Fish Are Now More Relaxed, All Thanks to Anti-Depressants Flushed into Water

The fish are changing their behavior, display less fear and more recklessness

  Anti-depressants in water make fish change their behavior
A study recently made available to the general public in the journal Science maintains that, as several investigations have shown, the anti-depressants and anti-anxiety drugs various people use on a regular basis ultimately impact on aquatic wildlife and especially on fish.

A study recently made available to the general public in the journal Science maintains that, as several investigations have shown, the anti-depressants and anti-anxiety drugs various people use on a regular basis ultimately impact on aquatic wildlife and especially on fish.

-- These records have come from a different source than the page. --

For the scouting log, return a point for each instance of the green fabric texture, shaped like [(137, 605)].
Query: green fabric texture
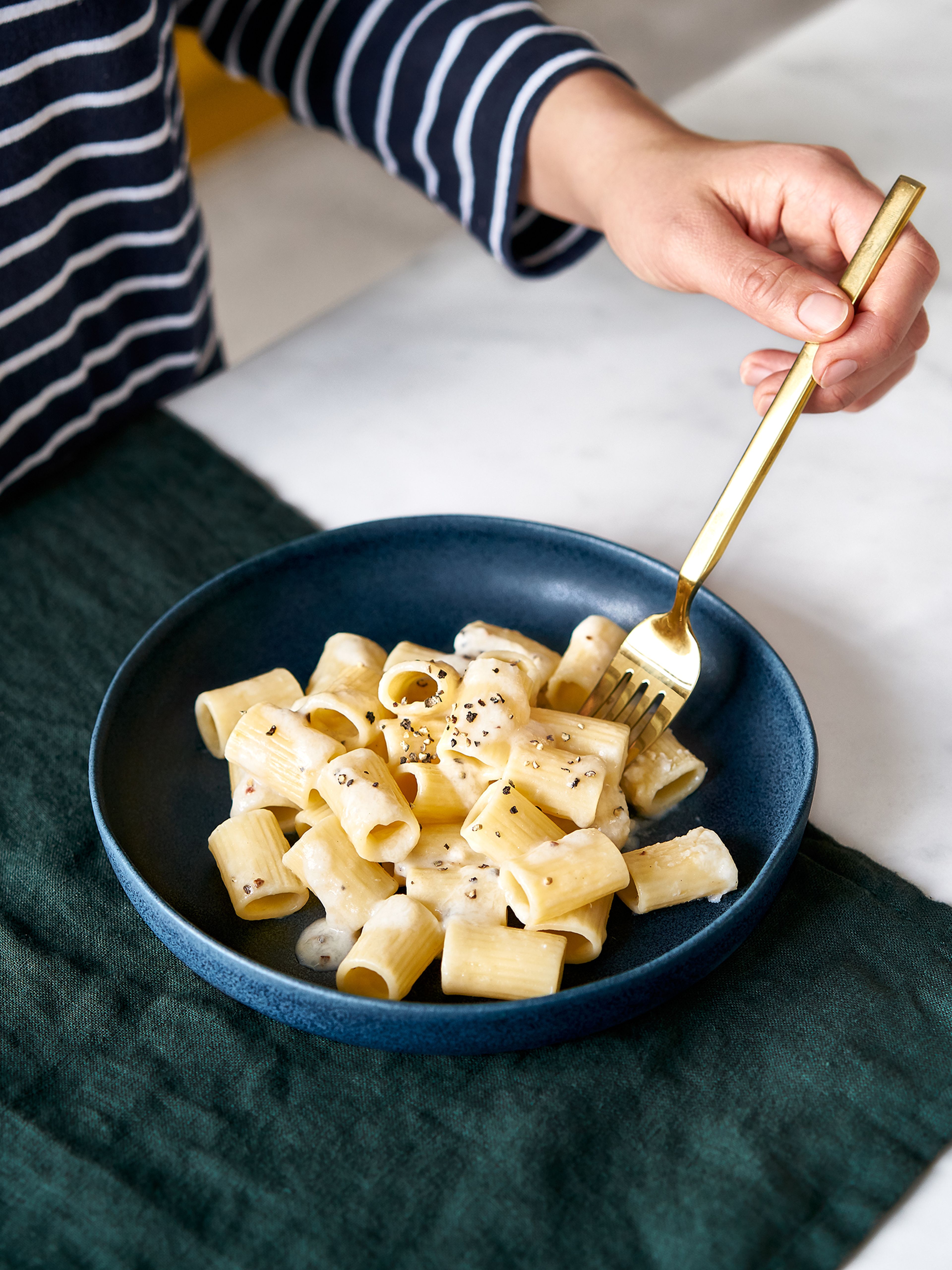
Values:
[(763, 1121)]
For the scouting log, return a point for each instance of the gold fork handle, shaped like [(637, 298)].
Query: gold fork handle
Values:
[(793, 397)]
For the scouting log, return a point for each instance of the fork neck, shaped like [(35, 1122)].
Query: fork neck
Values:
[(681, 609)]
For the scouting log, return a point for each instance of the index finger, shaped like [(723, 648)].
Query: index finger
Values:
[(887, 312)]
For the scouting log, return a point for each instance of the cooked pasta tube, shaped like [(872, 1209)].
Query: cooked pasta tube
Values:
[(612, 816), (438, 848), (412, 741), (281, 750), (559, 877), (409, 652), (597, 737), (348, 662), (350, 717), (460, 891), (397, 945), (248, 851), (557, 780), (362, 793), (249, 794), (490, 708), (505, 825), (219, 710), (348, 887), (593, 644), (584, 929), (501, 962), (662, 776), (531, 671), (419, 688), (311, 815), (480, 637), (695, 867), (436, 794)]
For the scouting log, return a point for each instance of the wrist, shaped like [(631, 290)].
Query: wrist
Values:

More precisely, these drugs make their way into our world's waterways and, once fish become exposed to them, they tend to change their behavior.

The researchers who took the time to investigate this issue explain that, by the looks of it, drugs such as Valium, Xanax and other similar ones more often than not compel fish into displaying less fear and more recklessness, even if the concentrations the fish are exposed to might appear insignificant.

Furthermore, fish whose bodies absorb such anti-depressants and anti-anxiety drugs are likely to feed a tad faster than others and prefer being alone to swimming together with the rest of their shoal.

“This [swimming together] is a known strategy for survival and growth. But those who swim in oxazepam [a chemical compound used to treat anxiety] become considerably bolder,” explained study leader Dr Tomas Brodin, from Umea University in Sweden.

“They become more active, they become asocial and they become risk-taking,” this researcher went on to add.

Interestingly enough, it is believed that, because of these drug-induced changes in their behavior, fish are more prone to being eaten by predators, Scientific American reports.

This is because their being relaxed all the time makes it impossible for them to properly keep tabs on what is happening in their surrounding environment.

Researchers explain that this could eventually lead to environment imbalances, meaning that the fish population could witness a considerable decline.

Commenting on these findings, Dr. Jerker Fick, a chemist currently working with the Umea University in Sweden, made a case of how, “The solution to the problem is not to stop medicating ill people but to try to develop sewage treatment plants that can capture environmentally hazardous drugs.”